Das war wirklich eine faustdicke Überraschung! Wie der Weser Kurier am 26. April 2024 meldete, hat das Verwaltungsgericht Bremen in einem Eilverfahren entschieden, dass mehrere Verbotsauflagen, die das Ordnungsamt Bremen gegen die letzten Free-Gaza!-Demonstrationen erlassen hatte, rechtswidrig seien. Im Weser Kurier wird aus dem Urteil berichtet: „Wer auf Demonstrationen ‚Kindermörder Israel‘ ruft oder diese Parole als Banner trägt, macht sich nicht der Volksverhetzung strafbar. Es ist auch keine auch keine Störung des öffentlichen Friedens, geschweige denn eine Billigung oder gar Aufforderung zu Straftaten – es ist vielmehr eine vom Grundgesetz geschützte Wahrnehmung der Meinungs- und Versammlungsfreiheit.“

„Offensichtlich rechtswidrig'“ seien hingegen Auflagen der Innenbehörde, die sich gegen diese und andere Israel-feindliche Äußerungen richteten. Vor der ‚Demo gegen Waffenlieferungen nach Israel‘ am vorigen Sonnabend hatte das Ordnungsamt 17 verschiedene Auflagen gemacht. Danach sollten Kennzeichen und Symbole von Terrororganisationen wie der Hamas ebenso verboten sein wie die ‚Kindermörder‘-Parole. Aber auch Abbildungen des israelischen Staatsgebietes, ausgefüllt mit den Farben der palästinensischen Flagge, wurden untersagt. Verboten wurde schließlich der bereits vom Bundesinnenministerium als Hamas-typisch geächtete Slogan „From the river to the sea / Palestine will be free“.
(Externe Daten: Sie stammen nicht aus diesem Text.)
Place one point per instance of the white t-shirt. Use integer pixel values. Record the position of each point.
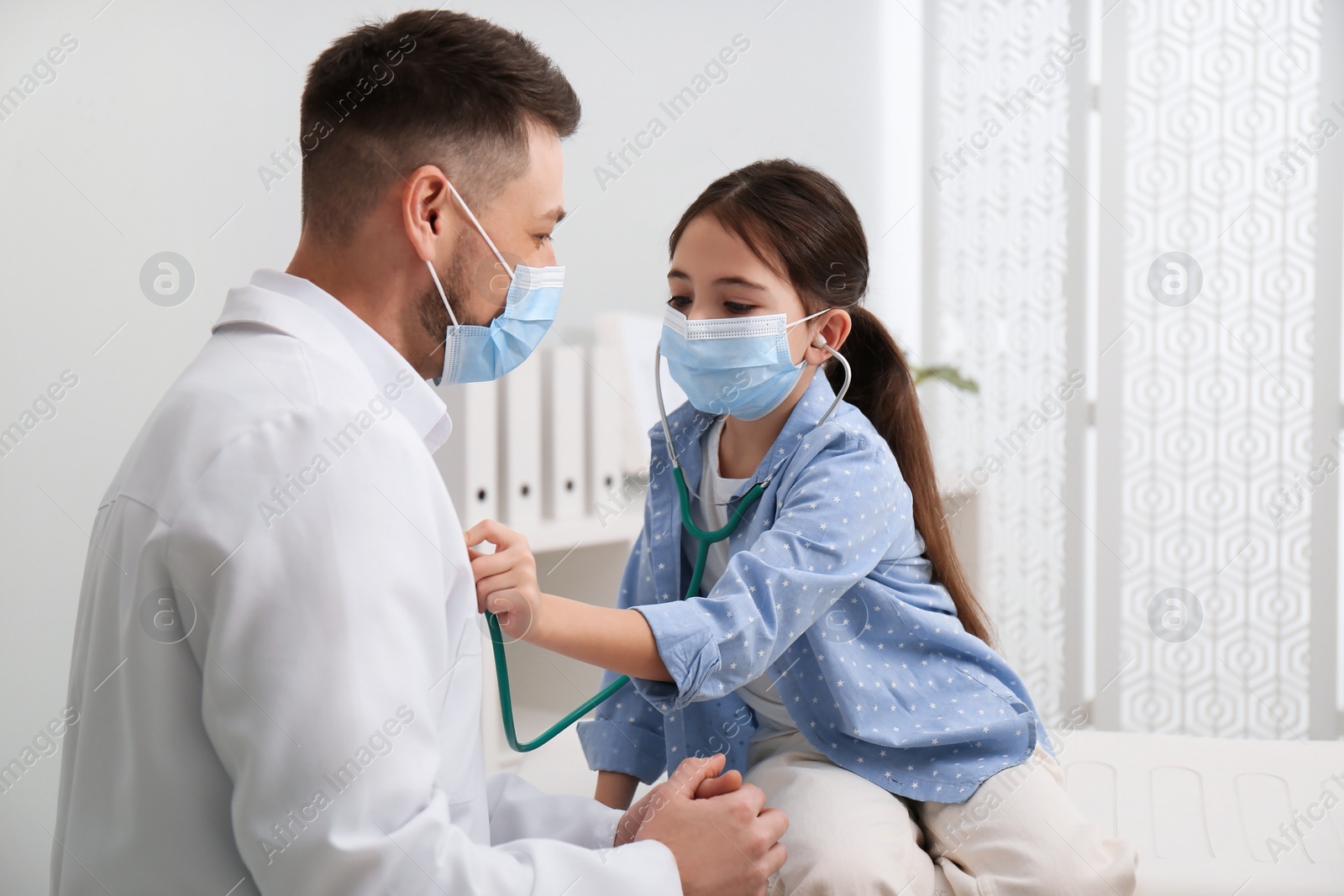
(711, 512)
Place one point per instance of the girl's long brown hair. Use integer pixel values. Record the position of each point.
(796, 217)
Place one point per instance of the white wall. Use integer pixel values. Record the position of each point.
(151, 136)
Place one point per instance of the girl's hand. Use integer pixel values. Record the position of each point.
(506, 580)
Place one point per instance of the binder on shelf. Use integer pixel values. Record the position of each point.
(470, 459)
(605, 418)
(564, 474)
(521, 446)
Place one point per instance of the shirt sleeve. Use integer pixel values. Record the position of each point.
(327, 641)
(627, 732)
(840, 511)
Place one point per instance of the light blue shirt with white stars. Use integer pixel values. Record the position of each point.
(830, 594)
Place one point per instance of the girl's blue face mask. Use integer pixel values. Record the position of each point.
(480, 354)
(738, 365)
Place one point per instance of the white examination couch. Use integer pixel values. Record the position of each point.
(1200, 810)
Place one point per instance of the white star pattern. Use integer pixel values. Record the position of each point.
(873, 569)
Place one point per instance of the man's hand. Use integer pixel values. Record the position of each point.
(723, 839)
(506, 580)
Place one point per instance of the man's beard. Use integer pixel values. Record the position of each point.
(433, 316)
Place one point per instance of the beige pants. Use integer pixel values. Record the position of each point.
(1019, 833)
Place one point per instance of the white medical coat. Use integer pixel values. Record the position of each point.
(277, 661)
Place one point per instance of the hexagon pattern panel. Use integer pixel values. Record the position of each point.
(1223, 114)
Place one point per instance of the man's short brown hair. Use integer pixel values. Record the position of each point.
(425, 87)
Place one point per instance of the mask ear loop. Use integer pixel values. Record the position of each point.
(441, 293)
(663, 412)
(488, 242)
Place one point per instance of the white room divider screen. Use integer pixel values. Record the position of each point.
(1133, 237)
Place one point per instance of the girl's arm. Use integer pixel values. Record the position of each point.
(506, 584)
(616, 789)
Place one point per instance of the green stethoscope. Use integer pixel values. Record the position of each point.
(703, 539)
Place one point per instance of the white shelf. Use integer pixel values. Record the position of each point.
(568, 535)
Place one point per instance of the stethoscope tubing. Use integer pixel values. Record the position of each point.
(702, 553)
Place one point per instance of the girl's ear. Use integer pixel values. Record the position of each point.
(835, 331)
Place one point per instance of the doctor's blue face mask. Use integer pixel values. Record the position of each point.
(480, 354)
(738, 365)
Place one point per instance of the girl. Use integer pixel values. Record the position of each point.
(833, 651)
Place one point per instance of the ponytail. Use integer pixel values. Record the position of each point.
(800, 222)
(884, 389)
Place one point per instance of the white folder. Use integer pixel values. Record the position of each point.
(564, 474)
(521, 446)
(470, 459)
(606, 414)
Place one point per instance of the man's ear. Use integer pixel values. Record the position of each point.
(429, 214)
(835, 329)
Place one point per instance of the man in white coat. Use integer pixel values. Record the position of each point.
(277, 663)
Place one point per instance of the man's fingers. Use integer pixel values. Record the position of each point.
(773, 860)
(752, 795)
(776, 822)
(490, 584)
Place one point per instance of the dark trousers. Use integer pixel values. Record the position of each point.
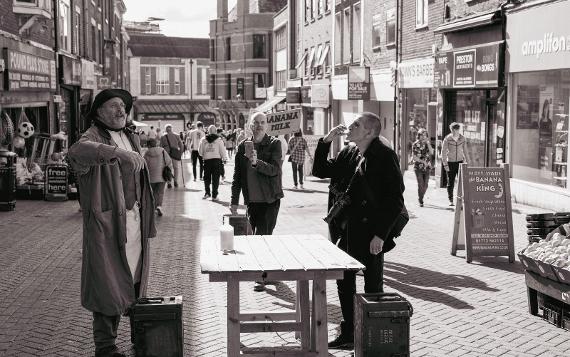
(263, 216)
(373, 283)
(297, 168)
(422, 177)
(451, 174)
(158, 192)
(195, 158)
(104, 331)
(212, 175)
Das gesamte 12-seitige Urteil hier.
Heute (27.04.2024) erscheint im Weser Kurier ein Doppelinterview zu dem Urteil Es äußern sich Murat Çelik (Schura) und Grigori Pantijelew (Jüdische Gemeinde) zur aktuellen Situation.


Geradezu sensationell an dem Urteil ist vor allem die Aufhebung des Verbots der Parole „Kindermörder Israel“. Wie der Weser Kurier berichtet, heiße es In der siebenseitigen Begründung des Gerichts, dass die Parole keineswegs nur ein antisemitisches Klischee sei. Es sei „nicht ausgeschlossen, dass hiermit nicht jüdische Menschen, sondern der Staat Israel als politischer Akteur gemeint ist“. Schließlich seien „im Rahmen des Krieges in Gaza auch Kinder zu Tode gekommen“. Das Gericht kritisierte damit deutlich die in der deutschen Medienöffentlichkeit üblich gewordene Auffassung, dass jede Kritik an der israelischen Regierung schon per se antisemitisch sei. 

Erwirkt hatte das Urteil die Bremerin Ranya Dakkour in einem einstweiligen Rechtsschutzverfahren. Die Innenbehörde habe noch versucht, gegen die aufschiebende Wirkung der Klage vorzugehen, sei aber damit gescheitert. Die Grundrechte der Antragstellerin würden in diesem Einzelfall, so das Gericht, schwerer wiegen als die nach der Einschätzung der Versammlungsbehörde vorliegenden Gefahren für die öffentliche Sicherheit. 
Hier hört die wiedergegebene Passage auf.